Unlike other colleges that issue tickets to those who smoke on campus, CU is not considering that type of enforcement.
"There's been no discussion of fines or ticketing," Miller-Huey said. "The police aren't going to be walking around ticketing people or looking for people smoking. But it is a campus policy."
Students busted smoking on campus could be referred to the Office of Student Conduct, and employees could be referred to their supervisors.
In December, CU's student government voted down a measure supporting an all-out tobacco ban. But that measure would have been more likely to pass had it been a smoking ban like the one CU is enacting, according to student leaders.
CU is the second university in the Pac-12 to ban smoking, following the University of Oregon. The 10 campuses in the University of California system -- including the Berkeley campus, which is part of the Pac-12 -- will all be smoke-free by 2014.
There are now roughly 1,130 college campuses across the country that are smoke-free with no exemptions, according to the American Nonsmokers' Rights Foundation, a California-based group.
A majority are smaller or mid-sized campuses. But momentum is building, said Liz Williams, a project manager for the foundation.
"I think the reason some larger schools may not have implemented smoke- or tobacco-free policies is because it takes longer to consider and adopt policy changes," she said.
She pointed to the University of Kentucky, which is a smoke-free campus in a region where tobacco is a major industry.
Smoking bans on college campuses are important to public health because nearly all smokers start the habit before they're 26, she said.
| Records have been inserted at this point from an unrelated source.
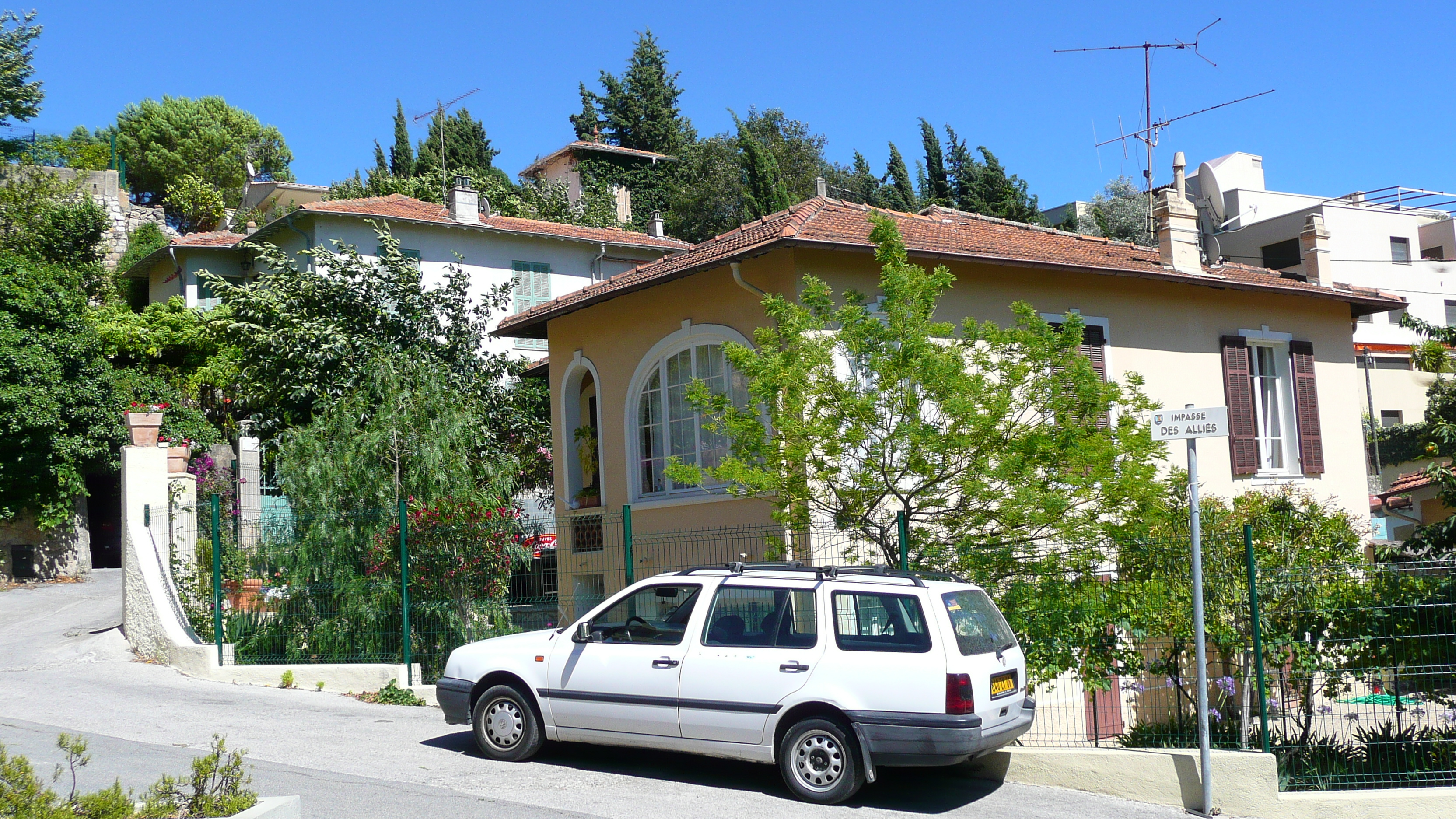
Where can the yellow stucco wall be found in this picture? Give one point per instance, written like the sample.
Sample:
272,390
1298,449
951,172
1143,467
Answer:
1168,333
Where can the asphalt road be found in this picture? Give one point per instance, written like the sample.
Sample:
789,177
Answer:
66,666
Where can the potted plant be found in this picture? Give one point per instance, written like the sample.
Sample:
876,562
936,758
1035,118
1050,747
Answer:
145,420
180,451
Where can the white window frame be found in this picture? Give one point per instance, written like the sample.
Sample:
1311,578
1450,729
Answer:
1284,394
689,336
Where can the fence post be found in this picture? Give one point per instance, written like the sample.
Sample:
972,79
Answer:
404,591
1259,637
217,576
626,544
903,525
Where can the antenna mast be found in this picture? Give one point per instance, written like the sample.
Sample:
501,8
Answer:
440,111
1149,133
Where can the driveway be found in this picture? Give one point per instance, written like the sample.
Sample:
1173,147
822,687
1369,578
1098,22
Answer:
66,666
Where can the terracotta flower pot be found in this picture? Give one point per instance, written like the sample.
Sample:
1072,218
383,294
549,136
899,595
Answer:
177,458
145,427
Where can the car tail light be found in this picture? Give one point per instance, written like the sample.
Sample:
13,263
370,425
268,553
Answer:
959,699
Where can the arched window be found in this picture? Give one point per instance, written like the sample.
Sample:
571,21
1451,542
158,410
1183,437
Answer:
667,423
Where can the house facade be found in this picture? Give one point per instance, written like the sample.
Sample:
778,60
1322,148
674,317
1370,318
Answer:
1276,349
542,260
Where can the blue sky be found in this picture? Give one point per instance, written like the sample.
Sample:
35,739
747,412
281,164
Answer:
1365,94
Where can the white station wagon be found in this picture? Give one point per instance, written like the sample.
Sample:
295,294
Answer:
827,672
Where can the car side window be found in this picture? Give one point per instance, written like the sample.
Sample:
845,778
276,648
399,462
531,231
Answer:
781,618
656,616
870,621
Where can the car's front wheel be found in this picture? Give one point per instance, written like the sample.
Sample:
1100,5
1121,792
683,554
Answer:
820,763
506,725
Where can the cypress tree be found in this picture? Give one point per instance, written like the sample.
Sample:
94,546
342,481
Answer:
899,194
937,183
381,164
589,123
640,108
765,192
401,157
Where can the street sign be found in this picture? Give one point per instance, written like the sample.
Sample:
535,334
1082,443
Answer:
1190,423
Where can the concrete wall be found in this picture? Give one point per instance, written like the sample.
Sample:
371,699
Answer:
1168,333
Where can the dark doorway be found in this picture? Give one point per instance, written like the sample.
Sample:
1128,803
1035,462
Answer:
104,511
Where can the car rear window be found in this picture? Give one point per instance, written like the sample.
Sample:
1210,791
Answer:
979,626
865,621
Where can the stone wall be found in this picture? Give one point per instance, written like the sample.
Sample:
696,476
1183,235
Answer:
105,189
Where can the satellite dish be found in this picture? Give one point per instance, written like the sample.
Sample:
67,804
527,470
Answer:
1211,189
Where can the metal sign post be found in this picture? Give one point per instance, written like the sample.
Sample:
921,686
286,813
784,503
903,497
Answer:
1193,423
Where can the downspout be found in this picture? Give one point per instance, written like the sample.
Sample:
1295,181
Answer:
737,276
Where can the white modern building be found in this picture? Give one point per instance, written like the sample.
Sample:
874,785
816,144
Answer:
542,260
1393,239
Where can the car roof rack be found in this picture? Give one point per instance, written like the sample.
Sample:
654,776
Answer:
826,572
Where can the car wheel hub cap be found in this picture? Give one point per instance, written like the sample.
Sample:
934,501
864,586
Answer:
819,761
503,723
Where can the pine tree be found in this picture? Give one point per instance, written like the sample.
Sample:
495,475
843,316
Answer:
938,187
589,123
765,192
401,157
381,164
899,194
640,108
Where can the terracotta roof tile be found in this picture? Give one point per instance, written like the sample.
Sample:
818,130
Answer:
832,224
399,206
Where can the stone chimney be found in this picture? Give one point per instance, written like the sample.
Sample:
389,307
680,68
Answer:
1177,220
1314,245
465,205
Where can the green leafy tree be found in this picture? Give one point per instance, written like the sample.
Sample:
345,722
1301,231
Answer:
938,183
197,205
982,435
401,157
59,417
206,137
900,193
303,339
19,95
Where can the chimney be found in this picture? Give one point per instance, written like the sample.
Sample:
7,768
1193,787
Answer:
1314,244
465,205
1177,224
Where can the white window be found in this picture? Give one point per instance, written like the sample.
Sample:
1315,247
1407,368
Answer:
1273,388
667,423
532,289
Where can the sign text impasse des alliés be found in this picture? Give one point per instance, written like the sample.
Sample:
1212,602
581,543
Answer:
1190,423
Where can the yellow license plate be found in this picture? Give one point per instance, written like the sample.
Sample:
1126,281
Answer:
1004,686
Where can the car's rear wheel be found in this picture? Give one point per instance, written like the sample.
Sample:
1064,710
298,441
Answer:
820,763
506,725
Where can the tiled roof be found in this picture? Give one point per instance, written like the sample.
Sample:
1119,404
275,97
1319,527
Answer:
1407,483
399,206
938,232
584,145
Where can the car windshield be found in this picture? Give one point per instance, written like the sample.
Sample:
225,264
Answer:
979,626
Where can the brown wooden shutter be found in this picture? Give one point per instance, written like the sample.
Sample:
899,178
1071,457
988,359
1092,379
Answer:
1238,392
1306,407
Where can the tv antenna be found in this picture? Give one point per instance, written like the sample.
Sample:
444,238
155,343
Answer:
440,111
1149,133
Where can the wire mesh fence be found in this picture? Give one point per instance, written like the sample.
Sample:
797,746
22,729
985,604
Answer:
1358,661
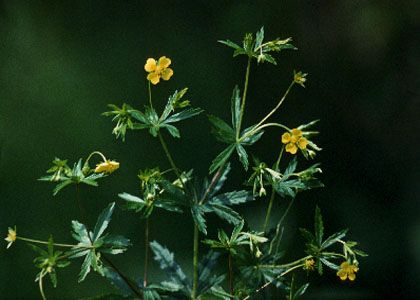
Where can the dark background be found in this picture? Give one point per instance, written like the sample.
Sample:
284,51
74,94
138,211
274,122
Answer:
62,62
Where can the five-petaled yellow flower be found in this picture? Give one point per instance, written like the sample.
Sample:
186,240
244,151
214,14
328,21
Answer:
309,264
11,237
107,166
294,140
347,270
158,69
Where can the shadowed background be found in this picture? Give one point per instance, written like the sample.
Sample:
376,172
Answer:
61,64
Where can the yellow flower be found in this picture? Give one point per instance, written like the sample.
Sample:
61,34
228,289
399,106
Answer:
107,166
300,78
158,69
347,271
11,237
309,264
294,140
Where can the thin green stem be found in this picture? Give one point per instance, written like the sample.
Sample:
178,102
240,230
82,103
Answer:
230,264
150,95
44,242
130,284
170,159
273,193
195,263
270,282
238,130
146,252
41,287
257,127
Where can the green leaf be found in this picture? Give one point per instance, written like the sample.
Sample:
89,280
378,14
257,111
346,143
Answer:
221,130
319,227
235,107
220,181
167,263
222,158
243,156
172,130
118,282
85,269
226,213
103,221
332,239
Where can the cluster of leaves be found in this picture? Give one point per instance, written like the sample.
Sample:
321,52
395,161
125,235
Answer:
254,258
65,176
129,118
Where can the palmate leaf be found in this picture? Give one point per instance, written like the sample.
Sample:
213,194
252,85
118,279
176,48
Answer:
92,244
167,263
221,130
222,158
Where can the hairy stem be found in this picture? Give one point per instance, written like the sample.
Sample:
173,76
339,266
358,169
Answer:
44,242
41,287
270,282
230,264
273,193
195,263
238,130
170,159
129,283
258,126
150,96
146,252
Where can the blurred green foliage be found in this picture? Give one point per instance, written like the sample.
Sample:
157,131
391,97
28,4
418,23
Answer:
62,63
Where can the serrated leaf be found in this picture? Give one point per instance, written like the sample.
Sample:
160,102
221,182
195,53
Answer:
222,158
182,115
243,156
332,239
221,130
103,221
173,131
167,263
226,213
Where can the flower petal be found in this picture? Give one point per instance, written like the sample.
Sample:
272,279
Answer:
167,74
285,138
291,148
153,78
296,132
150,65
302,143
164,62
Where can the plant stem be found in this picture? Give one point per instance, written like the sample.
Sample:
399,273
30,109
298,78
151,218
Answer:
82,211
146,252
273,193
41,288
232,292
248,67
195,263
150,96
270,282
170,159
43,242
258,126
123,277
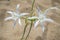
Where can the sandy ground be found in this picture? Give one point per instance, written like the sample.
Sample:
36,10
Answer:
8,32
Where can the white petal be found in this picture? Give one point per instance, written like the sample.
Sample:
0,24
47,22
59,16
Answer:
42,27
14,23
8,18
36,23
18,5
23,14
17,8
31,18
48,20
10,12
39,11
19,21
49,9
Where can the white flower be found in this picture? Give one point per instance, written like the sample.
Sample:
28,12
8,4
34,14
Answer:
42,17
15,15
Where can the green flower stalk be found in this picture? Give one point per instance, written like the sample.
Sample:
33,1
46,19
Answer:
31,20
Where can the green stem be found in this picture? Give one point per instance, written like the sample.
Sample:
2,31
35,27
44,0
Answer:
29,30
31,21
32,7
24,31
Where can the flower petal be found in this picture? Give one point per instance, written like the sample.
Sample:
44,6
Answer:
48,20
42,26
8,18
10,12
36,23
49,9
19,21
38,11
23,14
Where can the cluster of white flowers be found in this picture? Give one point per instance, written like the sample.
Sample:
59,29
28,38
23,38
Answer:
41,18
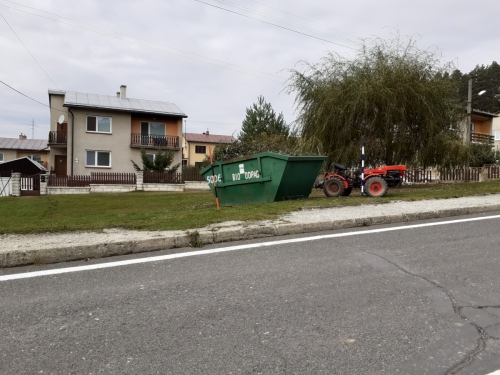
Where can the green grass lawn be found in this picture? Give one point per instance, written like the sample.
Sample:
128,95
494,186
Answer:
169,211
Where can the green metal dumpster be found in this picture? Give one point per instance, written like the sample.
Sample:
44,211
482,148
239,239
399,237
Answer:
264,177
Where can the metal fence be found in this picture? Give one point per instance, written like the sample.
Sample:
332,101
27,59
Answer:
458,174
162,178
108,178
105,178
493,172
464,174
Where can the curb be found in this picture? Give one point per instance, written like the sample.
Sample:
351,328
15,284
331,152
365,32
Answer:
176,243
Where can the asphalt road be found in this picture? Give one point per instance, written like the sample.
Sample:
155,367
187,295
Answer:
418,300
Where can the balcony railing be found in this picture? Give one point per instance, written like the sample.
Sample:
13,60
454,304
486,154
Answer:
481,138
58,138
166,142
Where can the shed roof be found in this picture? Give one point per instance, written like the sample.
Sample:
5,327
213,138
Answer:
211,138
22,165
23,144
80,99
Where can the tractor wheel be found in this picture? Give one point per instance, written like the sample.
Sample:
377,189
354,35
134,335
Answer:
347,192
333,187
376,187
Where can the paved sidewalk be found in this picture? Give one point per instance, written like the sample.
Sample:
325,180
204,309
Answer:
18,250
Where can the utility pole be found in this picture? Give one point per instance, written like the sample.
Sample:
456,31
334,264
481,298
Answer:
32,126
469,111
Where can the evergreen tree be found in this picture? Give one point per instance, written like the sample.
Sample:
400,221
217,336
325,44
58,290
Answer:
484,78
261,118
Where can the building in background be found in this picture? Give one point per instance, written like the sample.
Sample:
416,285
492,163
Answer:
101,133
15,148
196,146
496,130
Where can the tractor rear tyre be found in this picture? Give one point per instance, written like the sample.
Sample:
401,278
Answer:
376,187
347,192
333,187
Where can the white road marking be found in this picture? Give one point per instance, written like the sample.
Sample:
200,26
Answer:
231,248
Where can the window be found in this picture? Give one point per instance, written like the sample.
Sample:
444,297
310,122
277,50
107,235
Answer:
98,159
37,158
99,124
200,149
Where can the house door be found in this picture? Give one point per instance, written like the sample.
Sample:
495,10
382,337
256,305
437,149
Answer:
62,132
145,133
61,165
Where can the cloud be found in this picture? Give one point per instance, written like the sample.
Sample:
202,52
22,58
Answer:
212,96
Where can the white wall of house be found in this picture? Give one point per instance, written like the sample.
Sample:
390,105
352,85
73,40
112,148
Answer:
83,142
496,132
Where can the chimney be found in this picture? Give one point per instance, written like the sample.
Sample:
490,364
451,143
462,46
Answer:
123,92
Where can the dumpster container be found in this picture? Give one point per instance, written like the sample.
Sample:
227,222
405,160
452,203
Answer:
264,177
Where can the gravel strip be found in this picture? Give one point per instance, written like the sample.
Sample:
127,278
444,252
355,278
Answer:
27,242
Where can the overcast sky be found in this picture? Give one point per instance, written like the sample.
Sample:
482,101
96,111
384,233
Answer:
210,62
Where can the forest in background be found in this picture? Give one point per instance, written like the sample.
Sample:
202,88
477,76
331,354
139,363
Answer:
486,78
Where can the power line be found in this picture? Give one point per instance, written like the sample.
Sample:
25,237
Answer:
229,67
19,92
273,24
212,122
47,74
282,21
303,18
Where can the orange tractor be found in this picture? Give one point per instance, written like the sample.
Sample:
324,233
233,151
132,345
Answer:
376,181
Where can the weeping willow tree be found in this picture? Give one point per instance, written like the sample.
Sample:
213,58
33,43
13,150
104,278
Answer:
397,98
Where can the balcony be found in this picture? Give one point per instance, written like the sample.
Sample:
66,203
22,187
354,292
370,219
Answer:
158,142
481,138
58,138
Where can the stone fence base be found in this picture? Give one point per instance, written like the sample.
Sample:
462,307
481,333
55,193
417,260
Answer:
196,185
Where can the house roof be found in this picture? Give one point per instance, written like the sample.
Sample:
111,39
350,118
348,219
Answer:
212,138
23,144
483,115
80,99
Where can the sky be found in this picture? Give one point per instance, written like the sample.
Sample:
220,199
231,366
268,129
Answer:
212,58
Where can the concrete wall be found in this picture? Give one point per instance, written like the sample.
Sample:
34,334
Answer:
112,188
163,187
53,190
196,185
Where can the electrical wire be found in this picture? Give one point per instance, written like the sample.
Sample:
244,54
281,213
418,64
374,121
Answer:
306,19
273,24
212,122
19,92
284,21
47,74
214,63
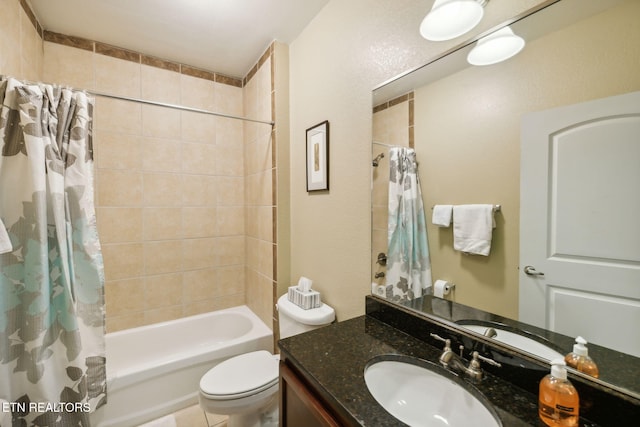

A Community Health survey in 2011 found that 60 percent of CU students said they had never smoked a cigarette. About 20 percent of students said they had smoked in the last 30 days, and 6.5 percent of students said they smoked daily, according to the survey.
CU will offer resources to students and employees who want to quit smoking. The Faculty and Staff Assistance Program is hosting a series of smoking cessation workshops, support groups and individual counseling sessions throughout the spring semester.
Community Health offers free, confidential counseling to students who want to stop smoking.
The University of Oregon enacted its smoking and tobacco ban in September. School officials announced their plans for the ban in 2010, saying they wanted to reduce the risks of second-hand smoke exposure and provide a healthier environment on campus.
Since then, the school has provided 167 students with cessation products, and faculty and staff members receive free nicotine replacement products and cessation counseling.